Saksena S, Pantopoulos D, Hussain S M, Gielchinsky I
Am Heart J. 1987 Jun;113(6):1495-506. doi: 10.1016/0002-8703(87)90667-3.
We examined the EP mechanisms underlying efficacy and inefficacy of transvenous cardioversion shocks in 13 patients with coronary artery disease and sustained VT during preoperative and intraoperative cardiac mapping procedures. Shocks were delivered at the right ventricular apex with a Medtronic 6880 catheter and a Model 5350 external cardioverter/defibrillator with two or three electrode configurations, resulting in unidirectional or bidirectional shocks, respectively. Single transvenous shocks with incremental energies ranging from 0.03 to 25 J were delivered in sinus rhythm and VT, and simultaneous right and left ventricular electrograms were obtained. Transvenous cardioversion shocks of 0.03 J in sinus rhythm and VT produced immediate local right ventricular depolarization and subsequently conducted to distant right ventricular and left ventricular sites after 30 to 100 msec. Shocks of 0.05 to 0.5 J produced immediate depolarization of progressively larger right ventricular and left ventricular regions, with shocks greater than or equal to 0.5 J producing immediate depolarization of distant left ventricular sites in sinus rhythm. High energy (greater than 5 J) shocks produced instantaneous depolarization of multiple right ventricular and left ventricular sites in VT. VT termination occurred due to either delay or interruption of conduction in the tachycardia circuit, despite prior depolarization of the early sites of ventricular activation during the QRS complex.
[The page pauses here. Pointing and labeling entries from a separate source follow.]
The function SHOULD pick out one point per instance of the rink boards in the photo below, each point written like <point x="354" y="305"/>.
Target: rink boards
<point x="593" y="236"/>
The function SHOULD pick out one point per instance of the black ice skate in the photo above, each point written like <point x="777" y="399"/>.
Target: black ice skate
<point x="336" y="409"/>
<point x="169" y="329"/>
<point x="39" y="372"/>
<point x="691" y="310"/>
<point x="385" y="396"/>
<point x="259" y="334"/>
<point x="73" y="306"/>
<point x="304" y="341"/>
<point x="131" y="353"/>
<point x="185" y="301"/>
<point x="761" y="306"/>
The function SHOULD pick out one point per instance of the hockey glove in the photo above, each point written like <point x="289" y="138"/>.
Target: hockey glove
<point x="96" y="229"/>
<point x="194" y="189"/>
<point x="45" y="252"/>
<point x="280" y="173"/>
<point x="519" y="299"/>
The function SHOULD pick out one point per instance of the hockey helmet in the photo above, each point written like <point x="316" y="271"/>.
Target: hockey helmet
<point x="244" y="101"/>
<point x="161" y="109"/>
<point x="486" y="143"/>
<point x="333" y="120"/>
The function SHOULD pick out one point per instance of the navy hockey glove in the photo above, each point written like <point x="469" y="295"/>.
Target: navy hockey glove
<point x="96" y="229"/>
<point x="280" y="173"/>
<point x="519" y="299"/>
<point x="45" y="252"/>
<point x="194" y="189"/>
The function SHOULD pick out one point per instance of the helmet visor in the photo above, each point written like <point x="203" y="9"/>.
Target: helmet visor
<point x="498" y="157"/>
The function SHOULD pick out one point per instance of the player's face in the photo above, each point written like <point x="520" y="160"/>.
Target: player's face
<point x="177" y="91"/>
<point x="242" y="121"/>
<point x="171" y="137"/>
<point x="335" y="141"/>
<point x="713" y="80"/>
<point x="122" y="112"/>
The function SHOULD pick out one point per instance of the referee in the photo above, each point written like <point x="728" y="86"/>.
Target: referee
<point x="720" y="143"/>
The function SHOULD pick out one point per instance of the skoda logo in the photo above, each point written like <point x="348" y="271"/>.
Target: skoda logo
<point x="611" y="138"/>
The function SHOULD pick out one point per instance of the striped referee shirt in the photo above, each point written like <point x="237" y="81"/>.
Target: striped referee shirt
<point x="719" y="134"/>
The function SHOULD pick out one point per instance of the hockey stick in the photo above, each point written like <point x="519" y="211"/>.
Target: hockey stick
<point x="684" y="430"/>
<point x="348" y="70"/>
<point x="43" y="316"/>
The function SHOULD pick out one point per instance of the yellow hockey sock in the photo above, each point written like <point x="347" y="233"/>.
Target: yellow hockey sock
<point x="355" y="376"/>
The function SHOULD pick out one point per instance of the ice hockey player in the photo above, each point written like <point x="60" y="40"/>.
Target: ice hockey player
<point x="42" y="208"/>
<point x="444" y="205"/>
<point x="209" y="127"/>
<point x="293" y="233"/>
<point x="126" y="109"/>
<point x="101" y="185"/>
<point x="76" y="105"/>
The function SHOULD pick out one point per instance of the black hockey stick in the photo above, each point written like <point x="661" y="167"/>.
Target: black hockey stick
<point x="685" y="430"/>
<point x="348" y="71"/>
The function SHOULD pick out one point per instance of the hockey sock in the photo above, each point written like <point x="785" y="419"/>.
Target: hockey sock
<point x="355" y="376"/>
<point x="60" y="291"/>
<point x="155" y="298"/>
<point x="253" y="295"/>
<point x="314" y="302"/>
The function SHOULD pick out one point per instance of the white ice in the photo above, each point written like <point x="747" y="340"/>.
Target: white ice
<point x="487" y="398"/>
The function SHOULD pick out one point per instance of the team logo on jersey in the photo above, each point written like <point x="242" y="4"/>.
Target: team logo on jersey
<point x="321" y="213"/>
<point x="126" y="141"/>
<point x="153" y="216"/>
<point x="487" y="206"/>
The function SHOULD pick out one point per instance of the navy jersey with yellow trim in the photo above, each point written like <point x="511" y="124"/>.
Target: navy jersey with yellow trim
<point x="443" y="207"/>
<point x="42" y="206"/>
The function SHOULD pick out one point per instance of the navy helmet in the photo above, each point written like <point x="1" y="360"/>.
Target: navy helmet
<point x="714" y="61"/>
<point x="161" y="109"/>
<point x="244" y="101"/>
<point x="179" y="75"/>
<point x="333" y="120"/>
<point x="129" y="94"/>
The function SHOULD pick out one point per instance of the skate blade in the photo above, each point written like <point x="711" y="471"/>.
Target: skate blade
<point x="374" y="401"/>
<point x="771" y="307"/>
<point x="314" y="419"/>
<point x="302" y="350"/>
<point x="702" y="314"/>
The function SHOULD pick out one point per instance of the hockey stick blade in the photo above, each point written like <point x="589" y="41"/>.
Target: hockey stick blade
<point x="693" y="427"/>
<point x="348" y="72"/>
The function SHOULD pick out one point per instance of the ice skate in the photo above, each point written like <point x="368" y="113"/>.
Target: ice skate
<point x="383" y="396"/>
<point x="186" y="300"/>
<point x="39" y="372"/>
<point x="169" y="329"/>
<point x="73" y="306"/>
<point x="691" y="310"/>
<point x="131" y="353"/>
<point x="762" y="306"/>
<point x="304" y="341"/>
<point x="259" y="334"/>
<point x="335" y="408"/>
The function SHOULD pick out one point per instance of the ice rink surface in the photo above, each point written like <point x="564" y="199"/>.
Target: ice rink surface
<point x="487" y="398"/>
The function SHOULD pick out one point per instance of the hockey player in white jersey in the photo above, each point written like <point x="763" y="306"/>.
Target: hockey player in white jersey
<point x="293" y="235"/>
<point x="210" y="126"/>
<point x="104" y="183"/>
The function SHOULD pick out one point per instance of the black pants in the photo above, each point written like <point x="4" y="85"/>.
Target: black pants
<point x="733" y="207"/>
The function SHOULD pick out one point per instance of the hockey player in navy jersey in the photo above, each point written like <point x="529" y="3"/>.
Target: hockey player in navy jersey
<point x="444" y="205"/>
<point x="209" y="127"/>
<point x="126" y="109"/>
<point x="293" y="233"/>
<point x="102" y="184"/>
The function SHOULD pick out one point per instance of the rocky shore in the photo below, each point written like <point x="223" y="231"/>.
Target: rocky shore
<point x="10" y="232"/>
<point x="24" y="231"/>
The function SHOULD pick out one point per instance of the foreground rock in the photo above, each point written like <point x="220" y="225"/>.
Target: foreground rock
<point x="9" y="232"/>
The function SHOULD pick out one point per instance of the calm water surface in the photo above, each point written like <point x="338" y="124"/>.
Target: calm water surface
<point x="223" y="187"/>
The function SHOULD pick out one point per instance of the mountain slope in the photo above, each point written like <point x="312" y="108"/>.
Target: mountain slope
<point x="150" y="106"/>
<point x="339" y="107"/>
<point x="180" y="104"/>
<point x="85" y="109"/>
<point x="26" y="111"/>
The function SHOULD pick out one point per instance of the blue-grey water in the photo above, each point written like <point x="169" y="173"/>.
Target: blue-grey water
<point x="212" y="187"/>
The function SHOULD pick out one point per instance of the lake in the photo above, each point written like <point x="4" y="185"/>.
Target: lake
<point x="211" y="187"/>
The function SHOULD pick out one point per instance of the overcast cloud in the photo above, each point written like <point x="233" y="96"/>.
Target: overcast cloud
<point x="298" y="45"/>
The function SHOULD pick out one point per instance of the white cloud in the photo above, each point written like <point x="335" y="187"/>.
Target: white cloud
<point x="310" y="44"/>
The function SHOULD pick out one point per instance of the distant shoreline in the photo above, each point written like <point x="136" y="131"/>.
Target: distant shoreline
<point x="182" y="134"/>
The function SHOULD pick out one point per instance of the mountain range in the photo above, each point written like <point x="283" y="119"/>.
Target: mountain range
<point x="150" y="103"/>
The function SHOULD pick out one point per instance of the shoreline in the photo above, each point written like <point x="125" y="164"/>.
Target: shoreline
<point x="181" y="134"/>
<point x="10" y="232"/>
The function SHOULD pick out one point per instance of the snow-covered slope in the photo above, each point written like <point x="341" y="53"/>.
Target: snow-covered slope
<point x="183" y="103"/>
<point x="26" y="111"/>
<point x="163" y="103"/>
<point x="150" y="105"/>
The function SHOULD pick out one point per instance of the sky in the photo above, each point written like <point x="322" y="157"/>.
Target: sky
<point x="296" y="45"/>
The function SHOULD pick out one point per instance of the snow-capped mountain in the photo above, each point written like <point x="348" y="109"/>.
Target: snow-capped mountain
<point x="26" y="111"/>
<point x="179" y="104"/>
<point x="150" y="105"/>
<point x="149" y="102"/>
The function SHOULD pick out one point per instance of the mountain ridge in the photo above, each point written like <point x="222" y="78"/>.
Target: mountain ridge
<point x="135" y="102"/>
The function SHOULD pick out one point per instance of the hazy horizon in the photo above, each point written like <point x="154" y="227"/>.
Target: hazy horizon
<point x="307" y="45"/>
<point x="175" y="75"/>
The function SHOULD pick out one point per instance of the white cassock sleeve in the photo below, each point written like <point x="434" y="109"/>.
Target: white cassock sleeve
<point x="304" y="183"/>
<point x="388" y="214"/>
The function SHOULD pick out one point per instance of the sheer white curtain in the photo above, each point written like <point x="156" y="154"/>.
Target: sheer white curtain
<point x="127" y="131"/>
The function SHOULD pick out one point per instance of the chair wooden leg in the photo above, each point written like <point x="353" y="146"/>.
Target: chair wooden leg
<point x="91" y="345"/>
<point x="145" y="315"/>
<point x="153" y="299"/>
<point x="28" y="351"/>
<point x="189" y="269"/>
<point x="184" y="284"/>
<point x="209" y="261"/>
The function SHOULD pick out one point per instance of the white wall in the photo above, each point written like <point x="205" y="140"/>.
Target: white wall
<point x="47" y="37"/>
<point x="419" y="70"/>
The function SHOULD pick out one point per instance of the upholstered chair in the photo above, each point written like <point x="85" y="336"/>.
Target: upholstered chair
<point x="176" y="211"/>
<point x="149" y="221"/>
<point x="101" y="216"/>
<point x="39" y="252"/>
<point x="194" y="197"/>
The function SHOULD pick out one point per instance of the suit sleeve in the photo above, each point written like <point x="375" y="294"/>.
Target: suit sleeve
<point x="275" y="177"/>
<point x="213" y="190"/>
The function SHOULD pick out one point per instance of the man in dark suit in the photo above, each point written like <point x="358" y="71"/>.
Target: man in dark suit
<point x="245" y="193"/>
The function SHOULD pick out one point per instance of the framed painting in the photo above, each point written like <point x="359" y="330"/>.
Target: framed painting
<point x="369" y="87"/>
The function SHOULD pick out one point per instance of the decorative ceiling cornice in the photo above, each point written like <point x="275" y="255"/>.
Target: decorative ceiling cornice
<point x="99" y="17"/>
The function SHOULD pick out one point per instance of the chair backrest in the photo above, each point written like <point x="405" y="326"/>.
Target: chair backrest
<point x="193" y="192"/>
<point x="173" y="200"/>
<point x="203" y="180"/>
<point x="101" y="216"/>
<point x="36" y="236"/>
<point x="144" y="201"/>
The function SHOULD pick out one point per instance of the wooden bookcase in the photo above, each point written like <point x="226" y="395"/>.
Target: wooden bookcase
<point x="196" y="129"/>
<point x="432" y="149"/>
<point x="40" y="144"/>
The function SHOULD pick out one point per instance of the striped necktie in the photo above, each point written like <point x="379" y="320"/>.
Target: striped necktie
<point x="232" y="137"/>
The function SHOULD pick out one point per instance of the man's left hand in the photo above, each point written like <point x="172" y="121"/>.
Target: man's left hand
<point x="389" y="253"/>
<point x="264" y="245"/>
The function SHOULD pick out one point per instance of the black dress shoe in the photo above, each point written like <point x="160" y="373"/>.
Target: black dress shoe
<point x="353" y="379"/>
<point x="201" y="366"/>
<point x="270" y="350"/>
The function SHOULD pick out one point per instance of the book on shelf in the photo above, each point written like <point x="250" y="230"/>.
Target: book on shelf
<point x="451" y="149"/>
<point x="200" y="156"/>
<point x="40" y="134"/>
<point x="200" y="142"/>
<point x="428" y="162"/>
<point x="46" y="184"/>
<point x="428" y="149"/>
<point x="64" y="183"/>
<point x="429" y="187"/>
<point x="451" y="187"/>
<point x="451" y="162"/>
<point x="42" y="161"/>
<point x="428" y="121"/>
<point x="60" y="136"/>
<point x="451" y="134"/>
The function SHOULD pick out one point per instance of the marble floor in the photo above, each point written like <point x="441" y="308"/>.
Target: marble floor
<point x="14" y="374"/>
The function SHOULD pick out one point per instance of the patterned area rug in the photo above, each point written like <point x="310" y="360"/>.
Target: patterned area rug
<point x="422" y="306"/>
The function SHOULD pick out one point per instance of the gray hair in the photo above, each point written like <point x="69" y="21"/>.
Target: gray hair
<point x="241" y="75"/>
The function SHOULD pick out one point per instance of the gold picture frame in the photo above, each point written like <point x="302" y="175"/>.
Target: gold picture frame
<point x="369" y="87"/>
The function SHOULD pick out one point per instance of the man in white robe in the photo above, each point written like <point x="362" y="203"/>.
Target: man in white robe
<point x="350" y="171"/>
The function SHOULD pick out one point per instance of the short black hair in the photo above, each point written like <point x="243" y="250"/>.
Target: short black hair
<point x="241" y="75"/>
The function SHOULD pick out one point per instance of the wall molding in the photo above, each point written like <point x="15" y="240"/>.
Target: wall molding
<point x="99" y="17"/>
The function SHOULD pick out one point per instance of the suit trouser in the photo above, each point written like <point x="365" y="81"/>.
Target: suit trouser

This could be due to instantaneous or paced depolarization of critical "excitable" components of the VT circuit, resulting either in immediate conduction block or in instability followed by termination. VT acceleration with transvenous cardioversion was due to modification of the "excitable," slowly conducting components of the VT circuit with the development of new areas of conduction block, along with altered intraventricular conduction. Similar EP mechanisms were observed with unidirectional and bidirectional transvenous shock patterns. We conclude that transvenous shocks alter conduction in human ventricle, and clinical effects of QRS synchronized shocks are related to conduction changes induced in the excitable components of the VT circuit.